AtermWM3300Rのボディがベースとなっているので、幅や高さは変わらず、1.5倍ほど厚い程度となる。本体サイズは、67(幅)×94(高さ)×35(厚さ)ミリで、重量も140グラム。縦置き/壁掛け対応のスタンドも付属し、机置き、壁掛け、窓際など、設置する場所で困ることも少ないだろう。
本機は屋内利用を想定することもあり、無線LANルータとしての機能はかなり充実している。前述のとおり、最大300Mbpsの無線LAN通信速度と100Mbpsの有線LAN接続に対応し、最大32台の無線/有線LAN端末を接続可能だ。
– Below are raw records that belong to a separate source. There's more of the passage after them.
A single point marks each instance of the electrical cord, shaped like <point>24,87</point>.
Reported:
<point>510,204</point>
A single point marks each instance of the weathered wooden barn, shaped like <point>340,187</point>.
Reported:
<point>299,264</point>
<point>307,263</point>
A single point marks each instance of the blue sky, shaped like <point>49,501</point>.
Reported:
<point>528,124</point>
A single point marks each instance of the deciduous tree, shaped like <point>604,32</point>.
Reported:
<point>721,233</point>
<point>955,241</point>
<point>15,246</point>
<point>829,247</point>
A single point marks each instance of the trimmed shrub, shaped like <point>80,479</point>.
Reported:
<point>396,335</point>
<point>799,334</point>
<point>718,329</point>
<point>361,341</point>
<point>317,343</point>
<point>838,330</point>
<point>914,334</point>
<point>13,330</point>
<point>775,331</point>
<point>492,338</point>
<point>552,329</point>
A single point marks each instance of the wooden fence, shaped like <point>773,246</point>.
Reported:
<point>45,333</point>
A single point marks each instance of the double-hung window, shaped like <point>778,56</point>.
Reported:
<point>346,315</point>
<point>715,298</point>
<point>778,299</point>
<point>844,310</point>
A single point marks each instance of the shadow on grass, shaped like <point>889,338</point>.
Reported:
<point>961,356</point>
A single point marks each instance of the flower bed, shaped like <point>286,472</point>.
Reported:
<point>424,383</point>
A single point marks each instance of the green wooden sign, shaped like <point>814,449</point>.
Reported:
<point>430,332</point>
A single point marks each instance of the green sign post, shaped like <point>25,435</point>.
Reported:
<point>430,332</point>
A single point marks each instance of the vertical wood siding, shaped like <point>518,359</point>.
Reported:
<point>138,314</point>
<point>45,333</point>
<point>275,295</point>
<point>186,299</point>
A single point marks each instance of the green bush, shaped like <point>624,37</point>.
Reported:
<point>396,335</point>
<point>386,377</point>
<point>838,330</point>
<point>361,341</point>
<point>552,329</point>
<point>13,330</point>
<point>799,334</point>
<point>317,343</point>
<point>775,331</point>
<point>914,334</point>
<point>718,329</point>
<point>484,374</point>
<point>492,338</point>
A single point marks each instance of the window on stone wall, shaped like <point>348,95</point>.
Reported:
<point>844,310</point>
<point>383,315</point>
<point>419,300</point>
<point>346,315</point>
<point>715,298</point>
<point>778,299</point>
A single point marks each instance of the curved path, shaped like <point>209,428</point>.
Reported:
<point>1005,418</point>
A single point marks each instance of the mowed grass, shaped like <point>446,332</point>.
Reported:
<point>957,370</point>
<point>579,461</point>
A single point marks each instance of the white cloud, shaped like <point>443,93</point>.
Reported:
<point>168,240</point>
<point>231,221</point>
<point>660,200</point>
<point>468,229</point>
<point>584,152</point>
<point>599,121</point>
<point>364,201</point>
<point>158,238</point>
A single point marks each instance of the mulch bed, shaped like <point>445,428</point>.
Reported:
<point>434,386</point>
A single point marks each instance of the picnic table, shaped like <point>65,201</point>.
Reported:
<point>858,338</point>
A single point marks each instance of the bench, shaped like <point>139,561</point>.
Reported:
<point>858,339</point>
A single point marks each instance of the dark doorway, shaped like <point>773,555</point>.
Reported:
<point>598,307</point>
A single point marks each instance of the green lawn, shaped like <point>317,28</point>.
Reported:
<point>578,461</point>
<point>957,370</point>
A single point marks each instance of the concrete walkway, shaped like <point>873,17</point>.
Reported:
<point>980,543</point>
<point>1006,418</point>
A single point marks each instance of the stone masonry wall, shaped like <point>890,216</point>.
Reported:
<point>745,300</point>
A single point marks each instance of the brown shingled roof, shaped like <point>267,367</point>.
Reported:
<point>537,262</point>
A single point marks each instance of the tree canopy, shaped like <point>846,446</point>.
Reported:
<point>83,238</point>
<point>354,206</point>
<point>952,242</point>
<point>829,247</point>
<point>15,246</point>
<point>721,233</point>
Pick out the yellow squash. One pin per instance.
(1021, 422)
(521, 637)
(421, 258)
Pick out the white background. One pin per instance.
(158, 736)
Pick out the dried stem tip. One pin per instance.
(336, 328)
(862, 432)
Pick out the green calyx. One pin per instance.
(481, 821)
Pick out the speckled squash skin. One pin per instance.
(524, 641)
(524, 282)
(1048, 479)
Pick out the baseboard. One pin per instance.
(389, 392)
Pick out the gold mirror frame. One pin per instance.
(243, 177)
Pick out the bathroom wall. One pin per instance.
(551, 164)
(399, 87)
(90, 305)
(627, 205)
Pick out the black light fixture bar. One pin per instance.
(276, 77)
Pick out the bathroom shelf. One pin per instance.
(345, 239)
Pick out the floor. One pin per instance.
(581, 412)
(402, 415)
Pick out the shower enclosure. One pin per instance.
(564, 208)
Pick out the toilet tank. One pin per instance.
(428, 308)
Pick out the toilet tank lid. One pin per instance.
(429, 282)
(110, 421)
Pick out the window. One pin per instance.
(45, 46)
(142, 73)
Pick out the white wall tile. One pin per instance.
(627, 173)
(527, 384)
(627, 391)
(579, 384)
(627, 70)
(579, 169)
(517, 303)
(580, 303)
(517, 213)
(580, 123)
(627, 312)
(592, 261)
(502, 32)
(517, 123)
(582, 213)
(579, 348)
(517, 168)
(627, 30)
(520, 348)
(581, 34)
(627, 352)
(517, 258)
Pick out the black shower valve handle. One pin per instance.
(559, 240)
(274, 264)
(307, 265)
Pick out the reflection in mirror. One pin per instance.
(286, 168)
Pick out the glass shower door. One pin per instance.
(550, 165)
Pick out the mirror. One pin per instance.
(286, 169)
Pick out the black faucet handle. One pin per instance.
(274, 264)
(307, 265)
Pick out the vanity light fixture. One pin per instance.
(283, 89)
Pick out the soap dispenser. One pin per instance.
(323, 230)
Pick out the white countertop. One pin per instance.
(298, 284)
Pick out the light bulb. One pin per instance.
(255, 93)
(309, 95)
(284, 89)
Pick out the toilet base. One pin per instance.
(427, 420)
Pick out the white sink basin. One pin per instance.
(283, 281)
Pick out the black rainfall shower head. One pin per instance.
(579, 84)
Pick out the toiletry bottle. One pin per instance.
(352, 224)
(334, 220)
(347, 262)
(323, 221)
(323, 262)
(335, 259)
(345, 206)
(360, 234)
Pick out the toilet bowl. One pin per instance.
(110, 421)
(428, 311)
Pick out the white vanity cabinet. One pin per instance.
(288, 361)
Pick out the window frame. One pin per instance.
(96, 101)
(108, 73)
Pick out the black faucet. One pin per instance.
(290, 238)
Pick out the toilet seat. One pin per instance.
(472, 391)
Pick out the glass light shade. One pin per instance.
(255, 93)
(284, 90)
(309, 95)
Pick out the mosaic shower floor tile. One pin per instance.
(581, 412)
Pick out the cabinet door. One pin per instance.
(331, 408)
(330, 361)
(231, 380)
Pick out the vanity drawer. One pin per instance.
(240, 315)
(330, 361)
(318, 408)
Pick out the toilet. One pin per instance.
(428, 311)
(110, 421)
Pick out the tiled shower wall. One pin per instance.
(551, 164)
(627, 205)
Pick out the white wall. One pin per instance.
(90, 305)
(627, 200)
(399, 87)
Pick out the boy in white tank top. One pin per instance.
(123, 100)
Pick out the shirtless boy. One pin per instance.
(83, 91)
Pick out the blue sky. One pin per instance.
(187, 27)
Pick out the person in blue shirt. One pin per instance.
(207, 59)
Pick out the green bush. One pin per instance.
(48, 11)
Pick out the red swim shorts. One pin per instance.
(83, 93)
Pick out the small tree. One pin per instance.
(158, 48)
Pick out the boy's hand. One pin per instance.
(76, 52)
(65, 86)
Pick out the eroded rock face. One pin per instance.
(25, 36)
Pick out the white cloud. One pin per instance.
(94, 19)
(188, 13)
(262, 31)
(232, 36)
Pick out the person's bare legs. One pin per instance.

無線LANのセキュリティはWPA/WPA2、WEP 64/128ビットに対応し、2つの無線LANセキュリティを使い分けられるマルチSSIDもサポートする。最近は、ポータブルゲーム機においてもWPA対応が進みつつあるが、一部のゲームソフトがWEPでしか動作しないといった課題などもあるようで、家庭ではWEPも使わざる得ない側面もある。セキュリティ設定別に2つのSSIDを使い分けられることは、屋内利用向けの本機では特に重要な機能と言える。
もちろん、マルチSSIDは無効にしたり、2つのSSIDをいずれもWPA/WPA2で利用することも可能であり、ネットワーク分離機能により相互接続できない別々のLAN環境も構築できる。例えば、家族でインターネット接続は共有しつつ自分の趣味用PCと家族のPCを分離したり、イベント会場などで業務用とゲスト向けの独立したLAN環境を1台で仕立てるシーンなどが考えられるだろう。
無線LANの簡単設定機能は「らくらく無線スタート」と「WPS」の2つをサポートする。らくらく無線スタートは国内メーカー製のポータブルゲーム機などで広く利用されているもの。WPSはWi-Fi Allianceが策定した簡単設定機能で、Windows 7では標準サポートされており、無線LAN接続対応のプリンタや複合機などでも広く採用されている。
本機は購入状態でランダムな2つのSSIDと暗号キー(WPA-AES、WEPで個別に13文字)が設定済みとなっている。これに加えて、2つの簡単設定機能を利用することで、多くの無線LAN機器において簡単かつ高いセキュリティで設定できる。
ルータ機能も一般的な無線LANルータと同様の機能が備わっている。DHCPサーバ機能には、MACアドレスを登録することで特定の機器へIPアドレスを指定(固定)して配布したり、MACアドレスによるフィルタリング(接続履歴から指定可能)が行える。
このほか、本格サーバや一部ネットワーク機器、ネットワークアプリケーションの運用時に必要なポートマッピングや特定条件下のパケットを透過/廃棄するパケットフィルタリング(インターネット側からの代表的な不正パケットを廃棄する機能も標準で備える)、そしてAtermWM3300Rでは搭載されなかったDMZホストや静的ルーティングも追加され、より柔軟なネットワーク構成に対応することが可能になっている。
このように、据え置き機器として、単純に無線LAN機能の強化やACアダプタ接続での運用を可能にしただけでなく、屋内で固定利用するためのルーター機能をしっかりと充実させているのは好印象だ。